В Иране, оказавшись в новой обстановке, но главное, думаю, от осознания безысходности своего семейного положения, отец завёл любовницу – работала с ним какая-то секретарша. Судя по маминому рассказу, на измену мужа она отреагировала без лишних церемоний: пошла бить стёкла разлучнице, написала письмо отцовскому начальству, чтобы сохранили семью. В общем, портили они друг другу жизнь вдохновенно, в средствах себя не ограничивая. Сколько себя помню, так они и жили, всё время выясняя отношения, проявляя недовольство, предъявляя претензии.
В Иране я подхватил малярию, единственным из семьи, и приступы этой болезни продолжались у меня лет до двадцати пяти. Начинались с лёгкой дрожи, потом по нарастающей – когда зубы уже стучат и становится невероятно холодно. Ложишься и тебя накрывают всем, что только найдётся в доме, потому что температура поднимается до сорока одного, почти до сорока двух, а после – толчком – кризис проходит, и можно всё с себя сбросить и какое-то время подышать свободно. Час лежишь весь в поту, блаженствуешь, а потом снова температура поднимается, и тащишь опять на себя одеяла. Кстати, именно малярия позволила мне понять, что высокая температура – это благо, а обывательская привычка её сбивать – категорически неверная тактика лечения. Потому что жар – это борьба жизни и смерти, способ сопротивления организма.

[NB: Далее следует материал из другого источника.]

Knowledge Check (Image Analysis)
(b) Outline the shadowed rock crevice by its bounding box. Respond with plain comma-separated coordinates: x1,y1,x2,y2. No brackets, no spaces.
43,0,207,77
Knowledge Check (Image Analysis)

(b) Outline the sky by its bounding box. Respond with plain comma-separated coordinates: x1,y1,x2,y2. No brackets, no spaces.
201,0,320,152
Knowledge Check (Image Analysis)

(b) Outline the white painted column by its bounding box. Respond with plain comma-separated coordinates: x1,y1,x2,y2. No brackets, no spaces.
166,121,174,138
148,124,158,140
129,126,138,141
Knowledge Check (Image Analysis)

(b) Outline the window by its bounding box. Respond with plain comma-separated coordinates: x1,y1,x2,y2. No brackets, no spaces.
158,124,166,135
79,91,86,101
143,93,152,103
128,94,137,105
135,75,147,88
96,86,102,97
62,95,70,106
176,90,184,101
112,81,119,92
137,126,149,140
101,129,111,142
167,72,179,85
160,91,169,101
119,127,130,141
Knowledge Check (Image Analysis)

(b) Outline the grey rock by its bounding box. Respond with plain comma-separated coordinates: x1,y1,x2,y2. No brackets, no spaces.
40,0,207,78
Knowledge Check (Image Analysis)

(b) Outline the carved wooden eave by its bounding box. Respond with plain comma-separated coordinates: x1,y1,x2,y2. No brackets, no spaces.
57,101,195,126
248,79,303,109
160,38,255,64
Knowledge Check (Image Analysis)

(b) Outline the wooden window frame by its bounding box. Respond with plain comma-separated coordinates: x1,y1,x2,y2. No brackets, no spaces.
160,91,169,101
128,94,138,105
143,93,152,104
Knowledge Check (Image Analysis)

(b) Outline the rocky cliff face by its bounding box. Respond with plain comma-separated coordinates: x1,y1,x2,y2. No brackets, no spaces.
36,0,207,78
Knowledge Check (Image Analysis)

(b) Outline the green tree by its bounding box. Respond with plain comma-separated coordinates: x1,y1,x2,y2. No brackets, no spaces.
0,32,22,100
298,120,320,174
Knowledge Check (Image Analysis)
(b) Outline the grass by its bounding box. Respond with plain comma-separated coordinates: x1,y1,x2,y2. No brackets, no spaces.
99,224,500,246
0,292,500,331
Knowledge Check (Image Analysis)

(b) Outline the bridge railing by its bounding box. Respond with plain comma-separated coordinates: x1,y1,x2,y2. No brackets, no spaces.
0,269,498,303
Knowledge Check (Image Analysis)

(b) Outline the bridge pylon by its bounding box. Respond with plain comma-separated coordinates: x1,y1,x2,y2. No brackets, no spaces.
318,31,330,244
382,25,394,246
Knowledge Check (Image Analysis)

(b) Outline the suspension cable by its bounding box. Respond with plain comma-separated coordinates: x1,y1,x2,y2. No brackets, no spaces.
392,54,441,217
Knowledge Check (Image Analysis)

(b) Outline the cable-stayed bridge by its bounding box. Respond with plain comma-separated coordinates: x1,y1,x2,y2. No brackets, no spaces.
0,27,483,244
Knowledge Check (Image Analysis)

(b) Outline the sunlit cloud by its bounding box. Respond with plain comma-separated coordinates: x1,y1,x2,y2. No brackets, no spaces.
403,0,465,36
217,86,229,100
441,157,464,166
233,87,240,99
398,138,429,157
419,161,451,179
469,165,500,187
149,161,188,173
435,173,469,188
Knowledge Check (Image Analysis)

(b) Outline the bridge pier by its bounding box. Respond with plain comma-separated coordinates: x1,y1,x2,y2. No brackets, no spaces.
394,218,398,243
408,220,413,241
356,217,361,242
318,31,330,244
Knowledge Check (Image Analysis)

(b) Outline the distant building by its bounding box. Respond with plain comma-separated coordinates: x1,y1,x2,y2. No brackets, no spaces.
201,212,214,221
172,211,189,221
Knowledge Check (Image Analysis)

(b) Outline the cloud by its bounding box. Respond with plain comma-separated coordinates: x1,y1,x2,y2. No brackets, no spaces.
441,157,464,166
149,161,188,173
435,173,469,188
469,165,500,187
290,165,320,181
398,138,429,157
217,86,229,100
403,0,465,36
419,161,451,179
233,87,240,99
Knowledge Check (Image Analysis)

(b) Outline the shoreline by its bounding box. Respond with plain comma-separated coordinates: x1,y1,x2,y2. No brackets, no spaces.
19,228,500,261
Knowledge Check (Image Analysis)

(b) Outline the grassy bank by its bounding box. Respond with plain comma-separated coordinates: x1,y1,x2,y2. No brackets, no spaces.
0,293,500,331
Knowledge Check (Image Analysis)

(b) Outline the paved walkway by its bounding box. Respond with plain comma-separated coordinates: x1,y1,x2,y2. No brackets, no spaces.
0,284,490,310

В Баку мы вернулись, когда война ещё не закончилась, и почти сразу я заболел воспалением лёгких – двухсторонним, крупозным. Совсем недавно узнал, что другое название этой болезни – отёк лёгких, а это всегда смертельный диагноз. Всё заработанное отцом в Иране ушло на моё лечение, даже пришлось что-то продавать. Лучшим средством в те годы считался красный стрептоцид, но и его надо было достать. Ещё мать покупала на рынке продукты, рекомендованные врачами, а они дешёвое не посоветуют. Состояние было критическое, меня уже положили на операционный стол, но хирург подошёл к отцу, который сидел в коридоре и ждал окончания операции: «Как хотите, но я не возьмусь, уверен, что под скальпелем он умрёт». Отец ответил: «Ну хорошо, значит, будем полагаться на судьбу…»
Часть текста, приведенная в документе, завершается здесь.